Shergroup has been working on its green credentials for the last 20+ years. Our CEO, Claire Sandbrook, is herself a big recycler and she has implemented all sorts of green initiatives in her tenure as leading the company to neutralise its carbon footprint. She even picked up on a recent report from her favourite government department – the Ministry of Justice – following its comments in 2019 that it saved “enough paper to cover Central Park” (we think that’s the New York one, and not the one in East Ham, London), not once, but twice. See http://bit.ly/2PnbzjY
The MoJ is looking to raise its own green credentials by saying that its Digital Case System has saved the same amount of paper as the coverage of Central Park or 40 double decker buses. The Digital Case System saved enough paper to reach a height of 33,500 feet when stacked, surpassing Mt. Everest by nearly 5,000 feet. Placed next to one another, the paper trail would stretch from Land’s End to John O’Groats and back again 10 times.
Apparently, the system sends a report every night to some nerdy person in the MoJ confirming the sheets of paper it has saved. The system has achieved the milestone of saving 100 million sheets of paper.

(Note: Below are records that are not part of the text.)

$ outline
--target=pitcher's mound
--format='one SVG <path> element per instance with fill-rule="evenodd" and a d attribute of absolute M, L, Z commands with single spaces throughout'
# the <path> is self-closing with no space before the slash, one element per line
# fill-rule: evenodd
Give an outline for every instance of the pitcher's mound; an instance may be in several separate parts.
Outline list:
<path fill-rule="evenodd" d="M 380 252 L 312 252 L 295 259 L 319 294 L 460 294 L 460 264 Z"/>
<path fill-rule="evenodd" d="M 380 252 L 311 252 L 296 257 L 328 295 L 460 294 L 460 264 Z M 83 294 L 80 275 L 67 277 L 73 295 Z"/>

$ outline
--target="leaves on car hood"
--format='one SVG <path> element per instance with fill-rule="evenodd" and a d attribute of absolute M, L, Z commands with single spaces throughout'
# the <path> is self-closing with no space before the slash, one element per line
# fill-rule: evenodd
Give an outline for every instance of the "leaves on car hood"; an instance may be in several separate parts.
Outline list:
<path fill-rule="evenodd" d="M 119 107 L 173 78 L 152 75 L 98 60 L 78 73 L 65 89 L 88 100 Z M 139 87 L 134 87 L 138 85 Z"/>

On one level, it pleases us that a Government department shows such a keen interest in its achievements of saving paper. But really, we would prefer to see the Minister and policy officials beating their chests on saving the time and effort of litigants involved in the enforcement process. Shergroup showcases our heritage and emphasizes intriguing facts about the paper that we can still save.
· 100,000 Writs of Control were issued in England and Wales in the last full year· That’s 100,000 N293A’s to transfer the county court judgment to the High Court – this is still not an electronic process and the form is two sided, so it could be much more paper than 100,000 sheets
· In the Court system, we have to issue and seal the 100,000 Writs themselves.
· So now we have 200,000 pieces of paper and that’s not counting duplicate applications, extra pages, and letters to and from Court
Conservatively speaking, the transfer-up process alone has consumed a quarter of a million sheets of paper, despite its potential for digitization since the inception of the Money Claim Online system 20 years ago. Our CEO was battling for that then, and she is still battling for that now. Why is enforcement still knee-deep in paper in 2020, more than 20 years after the introduction of the CPR into the courts of England and Wales? Frankly the lack of political will to improve the lot of those using the enforcement system is staggering.
Apparently, it now takes on average 10 minutes to issue a money claim – which is down from 15 days using the “old, paper-based service”. Digitizing the system could cut the time required to transfer a judgment from the county court to the High Court by half. Just 5 minutes would do the trick – and it could be an additional process of the Money Claims Online system. Claire Sandbrook asked for this 20 years ago – and she is still asking for it now. So where is it?